Sangat praktis dan yang penting, tak perlu menulis dua kali. Satu-satunya yang
layak diapresiasi hanyalah blogku menjadi lebih valuable karena berkonten
syar’i, bernafaskan dakwah.
* * *
“Coba
7 Langkah Ini Agar Shalat Lebih Khusyu” tajuk itu kutulis dalam sebuah aplikasi
poster maker. Setelah layak visual, kuposting di media sosial, lengkap dengan
link isi artikel secara lengkap yang bisa dibaca di blogku.
Tak
hanya medsos, kusebar via WhatsApp Group. Link blog wajib dicantumkan. Dan, dalam
hitungan menit, artikel itu masuk dalam daftar post favorit di blogku.
Thats cool! Teriakku
dalam benak saja. Kalau terdengar para blogger bisa malu setengah mati.

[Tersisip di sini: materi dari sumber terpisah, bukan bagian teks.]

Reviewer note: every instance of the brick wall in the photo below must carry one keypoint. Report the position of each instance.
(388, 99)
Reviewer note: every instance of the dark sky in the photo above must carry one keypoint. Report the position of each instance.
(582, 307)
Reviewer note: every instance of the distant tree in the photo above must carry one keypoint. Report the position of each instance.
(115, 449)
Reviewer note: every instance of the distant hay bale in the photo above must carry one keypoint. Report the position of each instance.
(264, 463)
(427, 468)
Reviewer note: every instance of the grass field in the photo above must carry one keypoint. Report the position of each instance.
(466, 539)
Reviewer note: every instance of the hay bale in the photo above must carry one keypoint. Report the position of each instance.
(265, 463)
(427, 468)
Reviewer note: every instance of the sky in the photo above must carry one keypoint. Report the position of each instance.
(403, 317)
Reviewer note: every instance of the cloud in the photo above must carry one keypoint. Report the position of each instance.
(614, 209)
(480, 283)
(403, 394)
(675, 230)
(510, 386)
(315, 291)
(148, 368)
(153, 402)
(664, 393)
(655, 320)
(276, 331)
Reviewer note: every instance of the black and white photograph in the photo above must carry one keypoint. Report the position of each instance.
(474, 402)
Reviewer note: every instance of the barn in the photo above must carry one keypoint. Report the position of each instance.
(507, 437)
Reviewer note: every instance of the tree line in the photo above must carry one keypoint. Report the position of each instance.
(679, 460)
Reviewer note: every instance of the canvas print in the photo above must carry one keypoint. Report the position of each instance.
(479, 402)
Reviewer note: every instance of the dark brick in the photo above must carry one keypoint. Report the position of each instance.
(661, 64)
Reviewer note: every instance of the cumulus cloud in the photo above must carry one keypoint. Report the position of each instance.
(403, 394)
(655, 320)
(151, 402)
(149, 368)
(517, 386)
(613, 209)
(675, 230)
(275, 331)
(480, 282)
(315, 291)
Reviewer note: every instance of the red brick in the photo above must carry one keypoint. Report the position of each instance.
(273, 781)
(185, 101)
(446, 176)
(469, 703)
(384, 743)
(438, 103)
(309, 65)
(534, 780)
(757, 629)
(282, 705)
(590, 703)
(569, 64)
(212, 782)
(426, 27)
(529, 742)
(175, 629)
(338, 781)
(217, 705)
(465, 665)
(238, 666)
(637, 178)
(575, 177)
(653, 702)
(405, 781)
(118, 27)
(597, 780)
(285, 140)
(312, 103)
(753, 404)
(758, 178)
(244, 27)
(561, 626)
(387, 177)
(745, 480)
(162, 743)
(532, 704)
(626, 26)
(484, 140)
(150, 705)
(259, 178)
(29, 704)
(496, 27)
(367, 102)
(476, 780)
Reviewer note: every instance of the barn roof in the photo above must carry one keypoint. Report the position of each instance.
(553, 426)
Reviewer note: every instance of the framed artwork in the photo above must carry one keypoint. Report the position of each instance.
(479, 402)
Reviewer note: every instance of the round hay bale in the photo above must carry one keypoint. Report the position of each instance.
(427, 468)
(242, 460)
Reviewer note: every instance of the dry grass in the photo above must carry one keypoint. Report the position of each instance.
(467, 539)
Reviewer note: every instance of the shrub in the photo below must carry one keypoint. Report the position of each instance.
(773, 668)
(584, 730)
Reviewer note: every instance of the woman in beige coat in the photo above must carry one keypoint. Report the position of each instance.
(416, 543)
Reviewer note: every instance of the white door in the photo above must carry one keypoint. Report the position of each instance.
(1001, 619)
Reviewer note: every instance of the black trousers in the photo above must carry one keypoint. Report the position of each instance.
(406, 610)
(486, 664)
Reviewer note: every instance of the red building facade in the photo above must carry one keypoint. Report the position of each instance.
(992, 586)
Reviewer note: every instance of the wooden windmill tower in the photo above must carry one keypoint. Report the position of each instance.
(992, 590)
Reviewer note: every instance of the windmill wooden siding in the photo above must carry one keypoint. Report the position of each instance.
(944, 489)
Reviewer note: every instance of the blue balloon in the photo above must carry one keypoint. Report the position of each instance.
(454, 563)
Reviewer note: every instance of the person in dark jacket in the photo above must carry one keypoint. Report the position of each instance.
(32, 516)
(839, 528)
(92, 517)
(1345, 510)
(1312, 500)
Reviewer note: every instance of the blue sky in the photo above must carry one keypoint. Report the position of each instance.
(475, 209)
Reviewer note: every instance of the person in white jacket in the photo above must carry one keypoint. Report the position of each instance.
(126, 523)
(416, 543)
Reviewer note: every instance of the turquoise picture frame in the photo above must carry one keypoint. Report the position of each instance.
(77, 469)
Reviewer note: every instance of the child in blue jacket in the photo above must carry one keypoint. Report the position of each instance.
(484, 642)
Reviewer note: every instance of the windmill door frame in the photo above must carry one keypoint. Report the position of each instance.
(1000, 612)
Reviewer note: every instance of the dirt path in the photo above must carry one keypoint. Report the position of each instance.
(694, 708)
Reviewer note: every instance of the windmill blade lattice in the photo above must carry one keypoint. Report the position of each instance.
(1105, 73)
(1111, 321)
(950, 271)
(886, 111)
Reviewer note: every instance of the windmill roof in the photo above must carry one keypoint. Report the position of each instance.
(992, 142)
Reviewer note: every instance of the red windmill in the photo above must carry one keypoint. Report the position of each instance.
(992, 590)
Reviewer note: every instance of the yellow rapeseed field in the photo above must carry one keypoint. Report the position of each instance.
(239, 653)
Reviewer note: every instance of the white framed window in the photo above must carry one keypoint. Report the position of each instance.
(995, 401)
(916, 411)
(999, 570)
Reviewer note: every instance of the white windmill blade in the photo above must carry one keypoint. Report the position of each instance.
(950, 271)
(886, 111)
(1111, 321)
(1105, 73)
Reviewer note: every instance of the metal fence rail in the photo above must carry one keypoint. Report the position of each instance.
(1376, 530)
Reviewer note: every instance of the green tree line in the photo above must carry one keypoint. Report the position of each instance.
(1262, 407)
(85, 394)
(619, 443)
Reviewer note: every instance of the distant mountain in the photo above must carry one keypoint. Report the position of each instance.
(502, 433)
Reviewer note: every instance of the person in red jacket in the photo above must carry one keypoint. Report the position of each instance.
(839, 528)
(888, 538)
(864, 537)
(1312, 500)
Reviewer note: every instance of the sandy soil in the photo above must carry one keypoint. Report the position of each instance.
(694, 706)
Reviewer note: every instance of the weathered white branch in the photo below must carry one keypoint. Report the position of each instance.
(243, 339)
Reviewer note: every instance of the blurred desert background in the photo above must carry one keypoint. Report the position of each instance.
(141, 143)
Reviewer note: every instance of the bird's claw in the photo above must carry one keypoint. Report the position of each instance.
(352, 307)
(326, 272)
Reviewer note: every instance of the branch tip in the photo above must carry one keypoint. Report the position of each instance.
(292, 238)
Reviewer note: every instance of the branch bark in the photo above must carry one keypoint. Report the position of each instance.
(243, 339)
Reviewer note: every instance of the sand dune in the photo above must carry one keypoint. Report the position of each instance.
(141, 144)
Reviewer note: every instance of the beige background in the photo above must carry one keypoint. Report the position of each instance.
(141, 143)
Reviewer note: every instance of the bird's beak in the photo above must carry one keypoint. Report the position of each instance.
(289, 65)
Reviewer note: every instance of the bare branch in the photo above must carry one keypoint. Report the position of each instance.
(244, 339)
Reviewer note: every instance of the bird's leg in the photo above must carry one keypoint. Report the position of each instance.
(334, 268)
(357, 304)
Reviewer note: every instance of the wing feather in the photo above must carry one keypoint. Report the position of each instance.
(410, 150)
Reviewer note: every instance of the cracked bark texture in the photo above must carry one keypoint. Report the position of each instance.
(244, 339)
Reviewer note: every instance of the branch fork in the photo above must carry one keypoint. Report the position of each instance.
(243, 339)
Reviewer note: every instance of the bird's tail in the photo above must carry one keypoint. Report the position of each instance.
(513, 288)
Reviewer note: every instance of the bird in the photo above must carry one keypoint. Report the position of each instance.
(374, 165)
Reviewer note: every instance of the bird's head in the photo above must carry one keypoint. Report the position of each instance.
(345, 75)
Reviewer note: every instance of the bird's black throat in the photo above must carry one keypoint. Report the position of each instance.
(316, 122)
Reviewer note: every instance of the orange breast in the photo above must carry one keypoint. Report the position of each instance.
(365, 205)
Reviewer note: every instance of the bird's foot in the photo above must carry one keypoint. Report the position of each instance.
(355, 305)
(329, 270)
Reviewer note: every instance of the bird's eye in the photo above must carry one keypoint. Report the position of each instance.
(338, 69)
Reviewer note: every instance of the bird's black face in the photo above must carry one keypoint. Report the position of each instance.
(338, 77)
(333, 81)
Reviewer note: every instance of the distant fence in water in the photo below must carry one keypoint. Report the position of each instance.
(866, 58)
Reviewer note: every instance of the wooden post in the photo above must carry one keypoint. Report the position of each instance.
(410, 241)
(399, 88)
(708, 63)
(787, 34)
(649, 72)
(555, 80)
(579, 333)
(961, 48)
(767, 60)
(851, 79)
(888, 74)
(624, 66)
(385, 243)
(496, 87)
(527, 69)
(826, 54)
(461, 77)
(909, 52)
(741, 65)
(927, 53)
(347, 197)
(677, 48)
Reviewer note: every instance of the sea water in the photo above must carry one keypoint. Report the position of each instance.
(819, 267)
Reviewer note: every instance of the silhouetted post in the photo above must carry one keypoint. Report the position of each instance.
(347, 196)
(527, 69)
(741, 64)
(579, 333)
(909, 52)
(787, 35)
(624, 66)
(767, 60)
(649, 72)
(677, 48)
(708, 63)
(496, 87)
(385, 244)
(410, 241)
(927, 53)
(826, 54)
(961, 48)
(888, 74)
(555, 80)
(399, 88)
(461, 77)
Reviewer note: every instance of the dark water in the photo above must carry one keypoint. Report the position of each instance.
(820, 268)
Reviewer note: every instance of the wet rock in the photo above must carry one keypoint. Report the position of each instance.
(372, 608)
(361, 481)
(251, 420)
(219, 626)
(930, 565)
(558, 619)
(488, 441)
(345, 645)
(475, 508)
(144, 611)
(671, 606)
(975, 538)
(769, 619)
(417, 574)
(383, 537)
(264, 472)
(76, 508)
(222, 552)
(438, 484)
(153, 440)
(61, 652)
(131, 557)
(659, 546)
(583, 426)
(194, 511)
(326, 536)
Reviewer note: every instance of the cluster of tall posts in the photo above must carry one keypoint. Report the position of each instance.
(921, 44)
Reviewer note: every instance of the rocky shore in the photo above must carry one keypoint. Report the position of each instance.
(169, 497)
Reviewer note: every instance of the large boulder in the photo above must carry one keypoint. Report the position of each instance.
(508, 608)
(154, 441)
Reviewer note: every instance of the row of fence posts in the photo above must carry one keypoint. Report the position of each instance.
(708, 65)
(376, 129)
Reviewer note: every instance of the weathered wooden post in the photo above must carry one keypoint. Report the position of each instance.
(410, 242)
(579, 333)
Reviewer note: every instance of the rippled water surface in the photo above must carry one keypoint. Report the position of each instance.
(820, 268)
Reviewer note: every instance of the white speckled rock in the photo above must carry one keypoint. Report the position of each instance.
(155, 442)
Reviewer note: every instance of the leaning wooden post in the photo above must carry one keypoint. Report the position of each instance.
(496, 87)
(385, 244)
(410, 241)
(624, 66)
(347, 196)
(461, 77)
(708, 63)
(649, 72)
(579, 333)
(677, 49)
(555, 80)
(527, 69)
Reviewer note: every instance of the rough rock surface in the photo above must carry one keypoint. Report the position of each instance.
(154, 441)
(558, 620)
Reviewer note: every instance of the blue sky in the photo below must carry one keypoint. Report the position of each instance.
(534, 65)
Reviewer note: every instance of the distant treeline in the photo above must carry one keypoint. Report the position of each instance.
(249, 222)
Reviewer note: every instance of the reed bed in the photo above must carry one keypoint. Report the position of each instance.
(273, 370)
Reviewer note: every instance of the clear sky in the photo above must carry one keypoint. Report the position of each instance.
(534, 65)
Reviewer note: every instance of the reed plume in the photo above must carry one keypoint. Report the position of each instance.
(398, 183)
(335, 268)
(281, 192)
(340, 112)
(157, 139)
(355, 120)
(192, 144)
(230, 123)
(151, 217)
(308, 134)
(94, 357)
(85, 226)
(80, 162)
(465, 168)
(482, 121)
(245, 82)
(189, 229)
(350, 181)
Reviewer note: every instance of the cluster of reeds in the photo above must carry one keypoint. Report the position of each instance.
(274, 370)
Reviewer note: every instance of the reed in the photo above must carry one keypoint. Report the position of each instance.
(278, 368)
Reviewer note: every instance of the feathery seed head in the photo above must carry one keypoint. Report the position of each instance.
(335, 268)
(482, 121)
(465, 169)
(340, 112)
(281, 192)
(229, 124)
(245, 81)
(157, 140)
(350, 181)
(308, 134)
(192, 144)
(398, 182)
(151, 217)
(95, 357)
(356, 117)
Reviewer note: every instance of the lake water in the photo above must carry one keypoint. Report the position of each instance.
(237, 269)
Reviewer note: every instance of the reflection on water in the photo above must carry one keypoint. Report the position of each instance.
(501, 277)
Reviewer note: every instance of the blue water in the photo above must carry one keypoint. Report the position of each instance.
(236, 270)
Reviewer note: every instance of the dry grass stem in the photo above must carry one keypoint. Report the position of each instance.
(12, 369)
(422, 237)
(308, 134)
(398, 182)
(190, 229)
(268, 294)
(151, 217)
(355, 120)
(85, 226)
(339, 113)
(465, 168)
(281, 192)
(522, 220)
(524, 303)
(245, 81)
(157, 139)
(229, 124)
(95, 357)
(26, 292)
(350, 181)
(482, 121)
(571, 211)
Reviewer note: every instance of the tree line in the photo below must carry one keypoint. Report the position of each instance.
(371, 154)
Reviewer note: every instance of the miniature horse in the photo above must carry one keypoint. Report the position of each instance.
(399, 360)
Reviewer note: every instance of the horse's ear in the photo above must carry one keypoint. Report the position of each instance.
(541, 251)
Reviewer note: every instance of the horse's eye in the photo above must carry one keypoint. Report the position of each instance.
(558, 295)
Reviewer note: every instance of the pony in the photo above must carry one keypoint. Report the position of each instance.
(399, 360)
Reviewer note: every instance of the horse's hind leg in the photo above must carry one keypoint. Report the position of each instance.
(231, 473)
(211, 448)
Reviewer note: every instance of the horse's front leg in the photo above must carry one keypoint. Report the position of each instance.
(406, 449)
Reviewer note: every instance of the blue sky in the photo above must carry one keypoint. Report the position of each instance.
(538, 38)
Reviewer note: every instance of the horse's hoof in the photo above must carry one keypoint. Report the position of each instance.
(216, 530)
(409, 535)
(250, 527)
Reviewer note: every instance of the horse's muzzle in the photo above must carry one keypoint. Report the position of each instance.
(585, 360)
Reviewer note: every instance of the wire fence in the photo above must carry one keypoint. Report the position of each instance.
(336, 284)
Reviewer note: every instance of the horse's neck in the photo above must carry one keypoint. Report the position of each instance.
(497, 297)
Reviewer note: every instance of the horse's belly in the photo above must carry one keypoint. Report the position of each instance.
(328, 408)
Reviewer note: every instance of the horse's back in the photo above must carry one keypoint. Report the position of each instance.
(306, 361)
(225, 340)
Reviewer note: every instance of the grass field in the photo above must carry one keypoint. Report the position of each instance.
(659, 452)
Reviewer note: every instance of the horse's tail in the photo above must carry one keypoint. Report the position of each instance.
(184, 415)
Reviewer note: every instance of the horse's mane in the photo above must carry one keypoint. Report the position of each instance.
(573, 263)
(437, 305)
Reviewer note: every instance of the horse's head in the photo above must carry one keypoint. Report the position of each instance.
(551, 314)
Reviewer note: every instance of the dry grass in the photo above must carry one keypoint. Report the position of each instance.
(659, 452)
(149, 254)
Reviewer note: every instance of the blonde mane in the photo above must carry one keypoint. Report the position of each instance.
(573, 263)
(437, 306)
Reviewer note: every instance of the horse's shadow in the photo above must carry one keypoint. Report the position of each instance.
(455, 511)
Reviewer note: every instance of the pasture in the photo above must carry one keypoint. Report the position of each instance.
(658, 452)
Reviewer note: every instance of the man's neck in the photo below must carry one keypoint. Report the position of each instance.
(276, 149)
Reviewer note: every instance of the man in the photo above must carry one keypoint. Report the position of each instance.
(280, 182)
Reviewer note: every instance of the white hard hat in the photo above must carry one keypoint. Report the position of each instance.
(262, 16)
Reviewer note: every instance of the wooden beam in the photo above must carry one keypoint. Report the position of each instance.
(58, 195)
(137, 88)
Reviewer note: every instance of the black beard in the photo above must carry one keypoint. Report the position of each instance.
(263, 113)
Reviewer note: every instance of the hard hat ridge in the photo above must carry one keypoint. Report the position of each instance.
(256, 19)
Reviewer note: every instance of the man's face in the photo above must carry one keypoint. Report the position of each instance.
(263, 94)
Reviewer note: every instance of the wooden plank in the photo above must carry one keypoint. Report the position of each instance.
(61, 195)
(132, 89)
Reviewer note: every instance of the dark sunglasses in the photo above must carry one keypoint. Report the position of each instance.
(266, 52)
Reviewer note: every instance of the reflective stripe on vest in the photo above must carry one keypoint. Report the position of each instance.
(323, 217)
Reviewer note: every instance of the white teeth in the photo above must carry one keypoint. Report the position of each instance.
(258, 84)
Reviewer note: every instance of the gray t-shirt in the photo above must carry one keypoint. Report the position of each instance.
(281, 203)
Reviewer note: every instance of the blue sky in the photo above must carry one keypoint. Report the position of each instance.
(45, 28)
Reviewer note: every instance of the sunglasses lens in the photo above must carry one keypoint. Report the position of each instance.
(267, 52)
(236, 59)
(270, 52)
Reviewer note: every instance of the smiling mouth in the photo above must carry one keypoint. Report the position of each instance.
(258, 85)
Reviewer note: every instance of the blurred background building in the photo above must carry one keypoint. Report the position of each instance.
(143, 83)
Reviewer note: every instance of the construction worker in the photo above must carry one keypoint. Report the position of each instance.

Mengingat keberhasilan pertamaku itu hanya satu buih dibanding jumlah kunjungan
yang diterima para blogger sungguhan. Tapi setidaknya, aku lebih bersemangat
untuk memposting kembali artikel demi artikel ke dalam blogku. Walaupun sekedar
artikel daur ulang dan aku hanyalah blogger jadi-jadian.
Beberapa
hari kemudian, aku tahu cara lebih canggih. Yakni mengupload banyak artikel
dalam satu waktu dengan posting terjadwal. Aku baru tahu ada cara ajaib men-setting
jadwal posting dan lebih ajaib lagi, itu adalah layanan free dari pelayan blog.
Pengetahuan baru yang kuanggap canggih lagi ajaib itu ternyata membuahkan
nyinyir dari suami. Mungkin karena di dahiku tertulis jelas kata “norak” atau
“gak gaul”, atau bahkan “emak era 80-an”.
* * *
5
Bulan Menuju Expired.
Hei!
Blogger syar’i yang tetap cool ini mulai penuh ambisi. Ternyata di luar sana
banyak iklan menarik tentang lomba blog. Koreksi! yang menarik bukan iklannya,
melainkan hadiahnya. Dari uang tunai, hingga barang branded selalu ditawarkan
para penggiat lomba. Lalu aku pun tergiat menjadi salah satu lomba hunter.
Lomba
demi lomba kuikuti. Temanya beragam, dari review produk, opini, hingga
fotografi. Blog bertema syar’i menjadi campur aduk layaknya urap di tanah Jawa,
atau karedok di tanah Sunda. Lalu, adakah kelezatan dibalik campur aduk itu? Jawabannya,
tidak. Jangankan produk branded, hadiah t-shirt pun tak pernah sampai di
rumahku.
Sepertinya
rasa cepat puas lah yang menguasai diri dibandingkan ambisi. Baru mendapat
viewer dua digit saja girangnya norak bukan main. Faktor keluguan emak-emak
juga turut membutakan mata hati hingga tak tahu diri. Semua orang bahkan tahu bahwa
lomba blog sejatinya adalah lomba jumlah viewer. Atau setidaknya, pengetahuan
itu kudapat setelah kegagalan sekian kali mengikuti lomba blog.
* * *
Hari
Expired, H-1 Deadline Lomba
Kekalahan
lomba demi lomba mematikan blogku. Semangat posting saja sudah redup. Konten
blog pun terlanjur acak adut. Terhitung dua bulan sudah blog itu tak lagi
hidup. Hingga hari expired domain tiba dan aku tak menyadarinya.
“Harga
perpanjang domain=Rp 250.000. Harga Domain Baru= Rp 200.000”
Angka
itu kupandangi saja tanpa aksi. Jelas itu bukan uang yang banyak bagi sebagian
orang. Namun harga itu hampir separuh honor menulis freelance selama sebulan. Mirisnya,
honor itu kini datang terlambat sangat.
Kurogoh
dompet, tak tega rasanya mengambil lima lembar uang biru dari anggaran belanja.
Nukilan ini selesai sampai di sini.